Coping when Your House is on the Move – Movers and Packers
You have just heard you are being transferred or changing homes. This could mean to another country or another suburb. Already the heartbeat increases. STRESS!
Not again! Where do you start? How do you cope?
Firstly, make a list of all the items that must be done, at least two months before the move if possible.
Source a moving company.
If you are moving away to another country, make sure the company is active in that country. Make sure it is a reputable company; speak to friends to find out what complaints they may have had – do they fulfill their obligations – do they get there on time?
Clear the clutter.
What do you need to take with you, what can you do? Think of having a Garage Sale; ask friends to look through your discarded items, put ‘items for sale’ signs up in local supermarkets.
Go through each room systematically; be harsh in what NEEDS to go. Clothes, are they worth taking – are you going to a different climate? – How long have you had it in the cupboard and not worn it? If the answer is more than six months, it has to go.
Kitchen items – can you purchase new at a price that is better than paying to transport it?
How old are your white goods? All those electrical items – are they outdated, damaged or unused?
Consider asking the people coming into your home if they would like to purchase any of your unwanted goods.
It is important to make a note of serial numbers of all electronic equipment, white goods, etc. This is important for insurance purposes and some Custom Officials in other countries require this information.
Officialdom and legal documents
See the family doctor, dentist and teachers for all records or reports. Make sure you ask your doctor/dentist to write referral letters or transfer prescriptions.
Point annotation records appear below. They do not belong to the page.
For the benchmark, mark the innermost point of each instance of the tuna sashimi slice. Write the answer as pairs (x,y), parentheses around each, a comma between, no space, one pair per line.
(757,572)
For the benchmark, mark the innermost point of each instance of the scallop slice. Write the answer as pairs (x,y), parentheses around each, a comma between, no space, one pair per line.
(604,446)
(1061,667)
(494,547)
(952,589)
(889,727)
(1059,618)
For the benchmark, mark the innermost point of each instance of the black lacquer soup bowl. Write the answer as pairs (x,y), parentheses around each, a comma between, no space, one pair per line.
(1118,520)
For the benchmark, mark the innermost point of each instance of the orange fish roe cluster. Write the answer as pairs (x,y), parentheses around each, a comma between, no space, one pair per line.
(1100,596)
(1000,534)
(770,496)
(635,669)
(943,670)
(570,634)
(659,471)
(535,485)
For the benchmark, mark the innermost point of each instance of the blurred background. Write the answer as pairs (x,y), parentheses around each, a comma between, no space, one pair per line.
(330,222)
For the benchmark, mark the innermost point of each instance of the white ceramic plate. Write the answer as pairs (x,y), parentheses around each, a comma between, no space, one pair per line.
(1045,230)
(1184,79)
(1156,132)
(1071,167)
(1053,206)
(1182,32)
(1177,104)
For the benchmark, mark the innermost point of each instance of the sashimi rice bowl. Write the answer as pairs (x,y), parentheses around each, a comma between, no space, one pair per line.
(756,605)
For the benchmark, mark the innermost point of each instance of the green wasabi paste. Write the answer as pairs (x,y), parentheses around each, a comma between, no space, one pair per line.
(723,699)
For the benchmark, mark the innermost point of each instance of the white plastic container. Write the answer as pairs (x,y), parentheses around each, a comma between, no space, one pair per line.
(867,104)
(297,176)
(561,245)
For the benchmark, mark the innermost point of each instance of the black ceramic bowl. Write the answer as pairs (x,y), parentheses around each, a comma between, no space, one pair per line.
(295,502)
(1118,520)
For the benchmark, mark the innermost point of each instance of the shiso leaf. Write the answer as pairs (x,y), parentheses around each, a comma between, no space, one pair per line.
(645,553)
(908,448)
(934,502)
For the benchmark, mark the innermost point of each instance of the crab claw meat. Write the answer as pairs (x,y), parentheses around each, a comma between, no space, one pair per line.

Notice will be rewarded with requests being met on time!
Make sure you are aware of any visa requirements, business licenses or special laws that might apply to you if moving to another country.
Arrange the closing of bank accounts, or transferring to another branch of your bank.
Inform the water board, gas and electric companies of your new address if you are moving to a new suburb – also make sure that you make an application for a telephone connection at your new address.
Book your tickets and collect them in plenty of time before you travel so there will be no panicking at the last moment.
Don’t forget your pets if they are leaving the country with you. Ensure they are vaccinated long before the move. Understand that it is a traumatic time for them too.
It’s a great time to begin using up all the food items; there will be less to pack and less worry about shopping.
Don’t forget to get the kids involved by letting them sort their toys, books, etc. Preach the golden rule ‘discard what they don’t need’. Teach them to be charitable; some other child will look after their toys for them.
Do you have the home ready at the other end? Do you know the sizes of rooms etc.? Try to measure goods that are going from one home to another to make sure ‘they fit. Make a floor plan on squared paper and mark places for bulky furniture to give to the Packers.
A couple of days before the removal is due; you should go round the home and begin marking what is to go and what is to stay. A yellow sticker is bright, and use a dark felt tip pen to mark STAY or GO in bold letters. It is essential if there is someone else taking over your home and some goods are remaining. Doing this also saves the Packers from continually asking you what they should pack. It also prevents confusion on the big day. It may be a little time consuming, but you will be grateful later. Try to have everything together; all books, all toys, bed linen, etc. This too saves a lot of time.
Make sure the children and pets are out of the house on the big day. They will get in the way and may also begin to feel threatened and insecure.
Passports, tickets, jewelry, money, credit cards, purse/wallet, and the actual clothes you wish to wear on the day must be put well away from the Packers! A car trunk is a great place; this action stops wrong things being packed accidentally. This prevents trauma and unnecessary stress searching for these things at the last moment – or after the Packers have departed!
It is wise to carry these items personally in travel.
Don’t forget to keep the kettle, coffee and tea out, you and the Packers will deserve a cuppa during the day.
When you have done all this, what happens when you arrive at the other end?
Where do you start’? The packer will give you a packing slip; this lists the items that were packed in each carton and the number of each.
Take the list of measurements you did earlier and work out the positioning of your furniture so you will know where everything has to go when your goods arrive. Make a plan. Mark on the packing slip next to the numbered carton which room you would like each item to go in. Do a photocopy of this for the supervisor.
The Packers will unpack any cartons that you request. It would be a good idea to have them unpack all the large items and secure them – especially your beds.